Keigo III – Rules for Using Keigo

“I find it really hard to remember keigo.”

There are many websites that cover the basics of keigo and special vocabulary, but I find not many that give a clear rule on when to use which keigo in different situations, and very many people with questions and confusions. I myself have these same confusions and in my research came up with the following rules and situational examples.

If you need a recap on kenjougo (humble Japanese) and sonkeigo (respectful Japanese) you can do so here:
Keigo I – Sonkeigo
Keigo II – Kenjougo


When Should You Use Keigo?

Politeness Levels

First of all it’s important to know the levels of politeness, but as a general rule if the sentence is longer the more formal it is. Similar to English when you ask for things from “Can I have a cookie?” to “Could I please have a cookie?” to “Would you mind terribly if I had a cookie?”.


Here is a great chart from wikipedia that shows you the various different levels:

 

informal polite formal polite formal (keigo)
これは本だ
kore wa hon da.
これは本です
kore wa hon desu.
これは本である
kore wa hon de aru.
これは本でございます
kore wa hon de gozaimasu.

 

When to Use Keigo 

Keigo is a matter of understanding “inside” and “outside” relationships. As I mentioned in the last posts kenjougo (humble) is used when you’re talking to someone higher than yourself but you’re talking about yourself. Sonkeigo (respectful) is when you’re talking to someone higher than you but about them. So what happens when you’re talking to someone higher than yourself but about their child? A child would technically be lower ranking. Or if you were talking to a customer about people in your own company? This is where you have to realise who is “inside” the group and who is “outside” it.

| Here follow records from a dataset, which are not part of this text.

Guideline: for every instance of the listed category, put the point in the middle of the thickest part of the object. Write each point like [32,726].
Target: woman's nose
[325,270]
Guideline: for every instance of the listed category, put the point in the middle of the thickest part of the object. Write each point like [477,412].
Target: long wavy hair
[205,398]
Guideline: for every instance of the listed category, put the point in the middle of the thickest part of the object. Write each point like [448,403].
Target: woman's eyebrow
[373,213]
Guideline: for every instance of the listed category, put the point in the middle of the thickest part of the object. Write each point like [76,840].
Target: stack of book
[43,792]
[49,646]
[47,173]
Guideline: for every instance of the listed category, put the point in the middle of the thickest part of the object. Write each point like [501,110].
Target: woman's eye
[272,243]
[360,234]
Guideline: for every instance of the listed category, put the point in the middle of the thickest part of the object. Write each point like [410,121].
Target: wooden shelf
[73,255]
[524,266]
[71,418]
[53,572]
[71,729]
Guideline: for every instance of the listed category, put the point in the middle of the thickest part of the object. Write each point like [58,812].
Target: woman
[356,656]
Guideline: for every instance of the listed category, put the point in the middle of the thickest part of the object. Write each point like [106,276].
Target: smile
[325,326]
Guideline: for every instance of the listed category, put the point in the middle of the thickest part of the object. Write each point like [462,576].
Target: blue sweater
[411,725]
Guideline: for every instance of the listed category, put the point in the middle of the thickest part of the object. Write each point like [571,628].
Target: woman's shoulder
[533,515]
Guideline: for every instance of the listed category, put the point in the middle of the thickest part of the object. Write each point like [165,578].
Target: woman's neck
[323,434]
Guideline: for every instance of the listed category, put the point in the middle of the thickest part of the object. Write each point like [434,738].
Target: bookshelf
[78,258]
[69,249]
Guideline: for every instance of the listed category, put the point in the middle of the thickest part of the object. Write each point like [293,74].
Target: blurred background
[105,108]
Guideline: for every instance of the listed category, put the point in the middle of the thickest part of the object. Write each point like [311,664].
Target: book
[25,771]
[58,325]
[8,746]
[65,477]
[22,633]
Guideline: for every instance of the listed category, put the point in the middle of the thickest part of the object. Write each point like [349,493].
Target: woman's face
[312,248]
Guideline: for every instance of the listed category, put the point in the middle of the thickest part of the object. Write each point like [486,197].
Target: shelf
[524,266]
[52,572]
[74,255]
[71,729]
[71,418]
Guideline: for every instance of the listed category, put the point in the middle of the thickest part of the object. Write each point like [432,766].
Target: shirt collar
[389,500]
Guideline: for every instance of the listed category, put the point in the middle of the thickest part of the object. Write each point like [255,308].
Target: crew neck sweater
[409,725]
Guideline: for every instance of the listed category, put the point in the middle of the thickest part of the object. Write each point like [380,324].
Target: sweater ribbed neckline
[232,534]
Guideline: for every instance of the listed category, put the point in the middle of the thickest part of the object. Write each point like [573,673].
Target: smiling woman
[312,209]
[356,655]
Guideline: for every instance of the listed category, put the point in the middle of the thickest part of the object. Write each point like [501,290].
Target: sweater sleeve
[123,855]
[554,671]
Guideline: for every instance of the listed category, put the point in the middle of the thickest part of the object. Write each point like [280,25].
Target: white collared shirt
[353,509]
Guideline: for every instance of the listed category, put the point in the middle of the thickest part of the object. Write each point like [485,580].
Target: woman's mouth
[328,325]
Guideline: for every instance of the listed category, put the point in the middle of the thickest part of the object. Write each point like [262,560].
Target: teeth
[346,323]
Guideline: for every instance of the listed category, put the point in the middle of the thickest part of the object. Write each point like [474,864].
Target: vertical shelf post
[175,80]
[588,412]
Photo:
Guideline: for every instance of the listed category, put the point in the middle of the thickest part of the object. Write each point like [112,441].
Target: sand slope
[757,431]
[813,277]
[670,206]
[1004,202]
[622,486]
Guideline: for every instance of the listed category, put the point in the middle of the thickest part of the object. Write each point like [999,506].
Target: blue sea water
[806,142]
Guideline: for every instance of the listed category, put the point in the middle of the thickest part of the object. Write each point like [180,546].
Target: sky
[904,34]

When talking about people “inside” your group you would use kenjougo (humble), and for those “outside” you would use sonkeigo (respectful). So when you talk about your bosses child you would use sonkeigo. Although a child is ‘lower ranking’ than you, they are within your bosses group and outside your own. When you talk to a customer about people in your company you would use kenjougo even if those people are higher ranked than you in your company. This is because your company is part of your group, and your customer is outside. You would humble your own company and respect the customer.

For example:
I am talking to my boss/teacher about myself and what I did at the weekend (kenjougo)
私は家族と旅行いたしました
I then ask my boss/teacher about their weekend (sonkeigo)
部長のご週末はいかがでございました
 

I tell my boss/teacher about something my classmate/co-worker did (kenjougo – because although we are the same status they are part of “my group”)

田中さんは去年イギリスにうかがいました
 
I ask my boss/teacher how their child is (sonkeigo – because although a child is lower status than me, they are part of my superior’s family and therefore “inside their group”)
部長お息子はお元気でございますか。
 
I am a receptionist on telling a customer that the president is not here (kenjougo)
申し訳ございません、社長はただいま外出しております
I am a customer asking the receptionist to ask him to ring me back (kenjougo – because I am requesting they doing something for me)
お電話くださいとお伝えいただけないでしょうか。
There are many situations where this would merge together and often you have to go with your instinct. If you first arrived at a company you would humble yourself when you introduce yourself, and use keigo when speaking to people you’re meeting for the first time. As you got used to the job and the people you would use the causual sonkeigo (passive form) discussed in the first post so that you’re being formal with your colleagues but not so formal that you’re distancing yourself from them.
If you go to a school in Japan you would use keigo when talking to your teachers, and sonkeigo when you’re talking about them to other people, even students.
When I was at a meeting in Japan I notice the Japanese co-workers talked to each other in casual sonkeigo, and used kenjougo and sonkeigo with their bosses.
Summary
 
I think this is what makes keigo tricky and many Japanese people can’t even use it correctly all the time! I do get annoyed when people say that foreigners don’t need to worry about learning keigo but if you want to learn how to use it correctly then why not!? Sometimes if you get stuck you should ask a native Japanese person who might have a better idea than you. Lang-8.com is great for this as you can practice and ask questions and native people will correct them. Especially good if you’re preparing for a presentation or speaking exam.
If you’re in Japan working or studying it’s also helpful to watch other, how they act and talk in certain situations (try and make some notes because you might forget what they’ve done/said later on).
Otherwise, you could watch some anime where certain characters would use keigo normally, or certain situations where people would use keigo.
It’s a matter of practice, watching and learning.